Volume 2024 | Article ID 3968767 | https://doi.org/10.1155/2024/3968767

A Comprehensive Review on the Role of Interleukin-40 as a Biomarker for Diagnosing Inflammatory Diseases

Feryal Dabbagh-Gorjani¹

Academic Editor: Rizgar Mageed

Received27 Nov 2023

Revised13 Feb 2024

Accepted20 Feb 2024

Published01 Mar 2024

Abstract

Interleukins are a group of proteins that have a wide range of complex functions and are believed to be involved in several diseases and conditions. In particular, interleukin-40 (IL-40) is a recently identified cytokine associated with B cells that was first introduced by Catalan et al. in 2017. This cytokine has several roles in the body, including functioning in the formation of B cells in the bone marrow, IgA production, and expression in the intestinal microbiome. Moreover, IL-40 appears to be involved in numerous autoimmune and inflammatory conditions, such as rheumatoid arthritis, systemic lupus erythematosus, primary Sjogren’s syndrome, ankylosing spondylitis, type 2 diabetes, Graves’ disease, and hepatic cell carcinoma. Our understanding of this molecule is quite restricted due to its novelty. However, because of its inflammatory characteristics, there is a high probability that it contributes to a variety of inflammatory disease complications. The aim of the present review is to highlight all available data on the importance of assessing IL-40 levels in human diseases up to now, which could be used as a diagnostic biomarker for the onset or progression of numerous inflammatory diseases.

1. Introduction

Interleukins are one of the most important proteins secreted by different cells in the body. They can participate in different crucial functions, such as migration, adhesion, maturation, and proliferation, and they help with the activation and differentiation of immune cells too [1–3]. Cytokines, like several other molecules, cause their effects by attaching to their specific receptors located on the membranes of their targets. Therefore, pairing the cytokine receptor with its ligand is the primary step to starting their activities, and thanks to the elucidation of this pathway, we now know more about how cytokines affect the emergence of immune responses [4].

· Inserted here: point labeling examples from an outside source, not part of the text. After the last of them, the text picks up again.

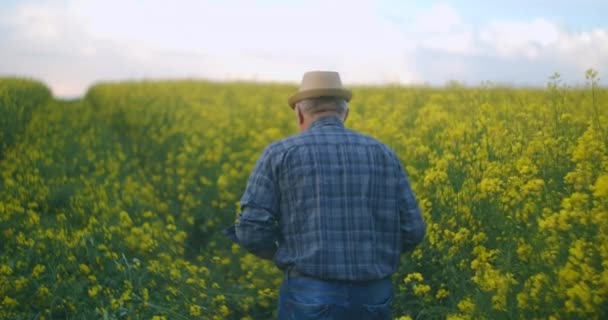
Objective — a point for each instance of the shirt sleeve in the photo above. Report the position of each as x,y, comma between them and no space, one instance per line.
412,226
256,228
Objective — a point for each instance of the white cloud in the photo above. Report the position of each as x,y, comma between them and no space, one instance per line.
72,44
515,38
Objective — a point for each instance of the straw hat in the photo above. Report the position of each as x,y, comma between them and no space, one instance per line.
320,84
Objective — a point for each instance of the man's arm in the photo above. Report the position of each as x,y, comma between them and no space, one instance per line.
257,232
257,228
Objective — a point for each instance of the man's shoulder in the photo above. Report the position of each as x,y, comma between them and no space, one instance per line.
311,138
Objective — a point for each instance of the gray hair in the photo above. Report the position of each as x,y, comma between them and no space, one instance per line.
312,106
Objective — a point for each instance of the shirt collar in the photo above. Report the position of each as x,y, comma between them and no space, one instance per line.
324,121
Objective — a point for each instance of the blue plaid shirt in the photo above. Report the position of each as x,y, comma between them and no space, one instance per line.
331,203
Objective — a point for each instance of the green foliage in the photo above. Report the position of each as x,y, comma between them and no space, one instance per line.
112,207
18,99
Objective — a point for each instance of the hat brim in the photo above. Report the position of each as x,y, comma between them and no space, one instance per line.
316,93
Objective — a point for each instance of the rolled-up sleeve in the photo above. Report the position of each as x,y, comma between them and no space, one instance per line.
412,226
257,228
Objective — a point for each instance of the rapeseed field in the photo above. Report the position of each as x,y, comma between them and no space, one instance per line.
112,206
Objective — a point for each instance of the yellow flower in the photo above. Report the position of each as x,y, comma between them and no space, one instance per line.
38,270
195,310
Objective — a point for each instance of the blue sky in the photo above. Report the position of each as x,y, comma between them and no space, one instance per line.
70,44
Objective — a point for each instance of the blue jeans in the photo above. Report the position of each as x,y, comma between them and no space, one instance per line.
308,298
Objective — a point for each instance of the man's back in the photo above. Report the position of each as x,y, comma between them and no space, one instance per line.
340,195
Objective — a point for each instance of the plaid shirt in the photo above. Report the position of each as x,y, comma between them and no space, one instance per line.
331,203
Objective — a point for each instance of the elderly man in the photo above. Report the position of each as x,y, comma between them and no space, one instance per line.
333,208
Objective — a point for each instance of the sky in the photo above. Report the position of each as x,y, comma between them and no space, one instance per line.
72,44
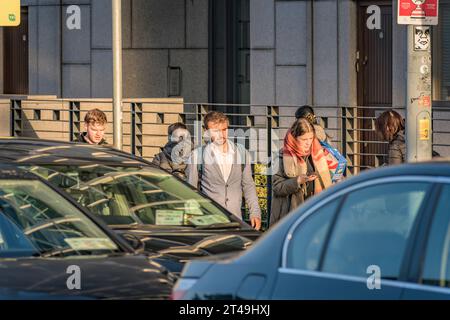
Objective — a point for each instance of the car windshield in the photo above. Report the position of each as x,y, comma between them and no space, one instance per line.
132,195
37,221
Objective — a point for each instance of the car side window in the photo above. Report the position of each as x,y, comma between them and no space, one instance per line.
436,269
373,228
307,241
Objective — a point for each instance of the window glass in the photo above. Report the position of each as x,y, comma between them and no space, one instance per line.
373,228
130,195
436,270
307,241
35,220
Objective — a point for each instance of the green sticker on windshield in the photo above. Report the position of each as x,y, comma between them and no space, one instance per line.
169,218
207,220
192,207
90,244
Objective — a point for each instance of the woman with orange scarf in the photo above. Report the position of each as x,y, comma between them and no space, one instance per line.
304,170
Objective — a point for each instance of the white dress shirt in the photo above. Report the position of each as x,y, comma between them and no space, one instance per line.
224,160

According to the literature, at the end of the 20^th century, a group of cytokines had 30 members, and up until now, around 40 interleukins have been identified, and this number is constantly increasing [5]. Nowadays, with the rising use of gene arrays and other gene expression techniques, our knowledge of the universe of interleukins has also grown. As mentioned before, cytokines have a wide range of complex functions, and this causes them to affect other cells in a variety of ways, which can be the reason for overdepression in some cells and the emergence of disease. Autoimmune diseases, diabetes, neoplastic, neurological disorders, and kidney problems are examples of such conditions [6, 7]. Therefore, evaluating the levels of interleukins can be utilised as a great diagnostic marker for follow-up or diagnosis of numerous diseases [8, 9]. This study examines all available data on diseases in which the presence of interleukin-40 has been demonstrated.

2. Interleukin-40

In 2017, Catalan et al. introduced interleukin-40 (IL-40), a new cytokine associated with B cells that only mammals can express [10, 11]. They established that the C17orf99 gene is responsible for producing this small protein, and like IL-32 and IL-34, it belongs to the “orphan cytokine” group (Figure 1). An orphan cytokine is a small group of interleukins with distinct structural characteristics that do not have any homology with others [12]. It has been shown that TGF-β is a crucial factor for increasing the expression of IL-40 in activated B cells [13], but it seems that other factors could also enhance its expression that have not been discovered yet.

The first indication of its role in different inflammatory and autoimmune processes has been provided when the gene encoding the protein C17orf99 was identified as an autoimmune autoantigen associated with hepatitis B virus although it is not present in healthy controls [14].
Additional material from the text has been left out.